In his personal relationships—when he gave someone help, when he stayed the night with friends or went out for a walk with them—Lenin was always polite, sensitive, and kind. Yet Lenin was always rude, harsh, and implacable toward his political opponents. He never admitted the least possibility that they might be even partially right, that he might be even partially wrong.

“Venal...lackey...groveler...hireling...agent...a Judas bought for thirty pieces of silver...”—these were the words Lenin used of his opponents.

It was never Lenin’s aim, in a dispute, to win his opponent over to his own views. He did not even truly address his opponent; the people for whom his words were intended were the witnesses to the dispute. Lenin’s aim was always to ridicule his opponent, to compromise him in the eyes of witnesses. These witnesses might be a few close friends, they might be an audience of a thousand conference delegates, or they might be the million readers of an article in a newspaper.

Lenin’s concern in an argument was not with truth but with victory. He needed, at all cost, to be victorious—and to this end he was happy to employ any rhetorical means. He was equally ready to trip his opponent from behind, to give him a metaphorical slap in the face, or to daze him with a metaphorical blow on the head.

It seems clear that Lenin’s behavior in his private, everyday life had no connection with how he behaved as the leader of a new world order.

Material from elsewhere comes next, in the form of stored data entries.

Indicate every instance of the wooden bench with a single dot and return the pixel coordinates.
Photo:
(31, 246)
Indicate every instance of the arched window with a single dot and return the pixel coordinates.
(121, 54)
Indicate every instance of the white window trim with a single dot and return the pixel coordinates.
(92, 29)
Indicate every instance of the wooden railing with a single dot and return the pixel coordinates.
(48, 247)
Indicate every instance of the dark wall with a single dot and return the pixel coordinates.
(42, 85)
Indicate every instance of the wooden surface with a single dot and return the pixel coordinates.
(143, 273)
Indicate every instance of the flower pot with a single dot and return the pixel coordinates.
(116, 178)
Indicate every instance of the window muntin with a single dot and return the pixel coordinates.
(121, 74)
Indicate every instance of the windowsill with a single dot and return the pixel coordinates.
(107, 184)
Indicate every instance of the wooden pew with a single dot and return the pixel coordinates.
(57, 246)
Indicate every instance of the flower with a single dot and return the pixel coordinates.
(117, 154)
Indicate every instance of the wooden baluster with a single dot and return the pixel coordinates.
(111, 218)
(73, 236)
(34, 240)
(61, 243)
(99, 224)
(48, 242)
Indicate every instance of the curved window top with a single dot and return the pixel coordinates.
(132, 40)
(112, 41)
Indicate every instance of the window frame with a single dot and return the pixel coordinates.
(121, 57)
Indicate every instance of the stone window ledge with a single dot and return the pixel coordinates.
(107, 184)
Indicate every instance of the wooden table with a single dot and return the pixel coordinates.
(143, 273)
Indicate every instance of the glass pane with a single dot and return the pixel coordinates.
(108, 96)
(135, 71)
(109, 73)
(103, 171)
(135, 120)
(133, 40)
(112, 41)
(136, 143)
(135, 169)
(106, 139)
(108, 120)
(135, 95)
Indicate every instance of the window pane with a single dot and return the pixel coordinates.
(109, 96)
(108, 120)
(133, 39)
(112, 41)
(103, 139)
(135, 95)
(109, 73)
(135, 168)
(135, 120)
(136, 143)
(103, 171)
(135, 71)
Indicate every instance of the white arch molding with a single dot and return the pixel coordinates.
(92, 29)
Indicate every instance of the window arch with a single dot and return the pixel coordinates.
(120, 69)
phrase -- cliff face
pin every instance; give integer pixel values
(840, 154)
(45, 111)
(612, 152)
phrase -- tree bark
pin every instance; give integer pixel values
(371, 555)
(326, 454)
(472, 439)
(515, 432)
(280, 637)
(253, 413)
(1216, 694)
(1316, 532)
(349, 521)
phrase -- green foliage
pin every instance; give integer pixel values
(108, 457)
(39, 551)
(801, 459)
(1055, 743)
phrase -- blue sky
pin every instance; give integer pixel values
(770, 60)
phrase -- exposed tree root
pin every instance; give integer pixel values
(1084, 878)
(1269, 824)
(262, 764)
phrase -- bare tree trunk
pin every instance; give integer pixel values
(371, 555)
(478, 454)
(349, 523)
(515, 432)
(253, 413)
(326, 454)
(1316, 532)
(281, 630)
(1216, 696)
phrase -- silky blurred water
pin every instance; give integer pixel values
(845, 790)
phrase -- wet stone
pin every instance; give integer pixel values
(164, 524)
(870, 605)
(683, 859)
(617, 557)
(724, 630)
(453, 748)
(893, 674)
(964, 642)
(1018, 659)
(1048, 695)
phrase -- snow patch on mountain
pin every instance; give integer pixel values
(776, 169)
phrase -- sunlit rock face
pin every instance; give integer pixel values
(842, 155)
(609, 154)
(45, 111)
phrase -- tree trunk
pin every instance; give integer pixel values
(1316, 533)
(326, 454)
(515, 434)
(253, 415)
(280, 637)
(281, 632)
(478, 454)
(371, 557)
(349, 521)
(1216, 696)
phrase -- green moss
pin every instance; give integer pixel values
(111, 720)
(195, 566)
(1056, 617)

And when the dispute moved from the pages of newspapers and magazines to the streets, when it moved to military battlefields or to fields of rye—then too there was nothing that Lenin shrank from, no tactics too vicious for him to employ.

Lenin’s intolerance, his unshakable drive to achieve his purpose, his contempt for freedom, his brutality toward those who did not share his views, his unwavering readiness to wipe off the face of the earth not only fortresses but also whole districts, regions, and provinces that challenged his view of the truth—all this was a part of Lenin long before October. All this was deep-rooted; all these aspects of Lenin’s character and behavior were present in the young Volodya Ulyanov.

All his abilities, all his will and passion were directed toward one end: the seizure of power.

To this end he sacrificed everything. In order to seize power he sacrificed what was most holy in Russia: her freedom. This freedom was childishly helpless; it was inexperienced and naive. How could this eight-month-old baby, born in a land with a heritage of a thousand years of slavery—how could this infant freedom have acquired experience?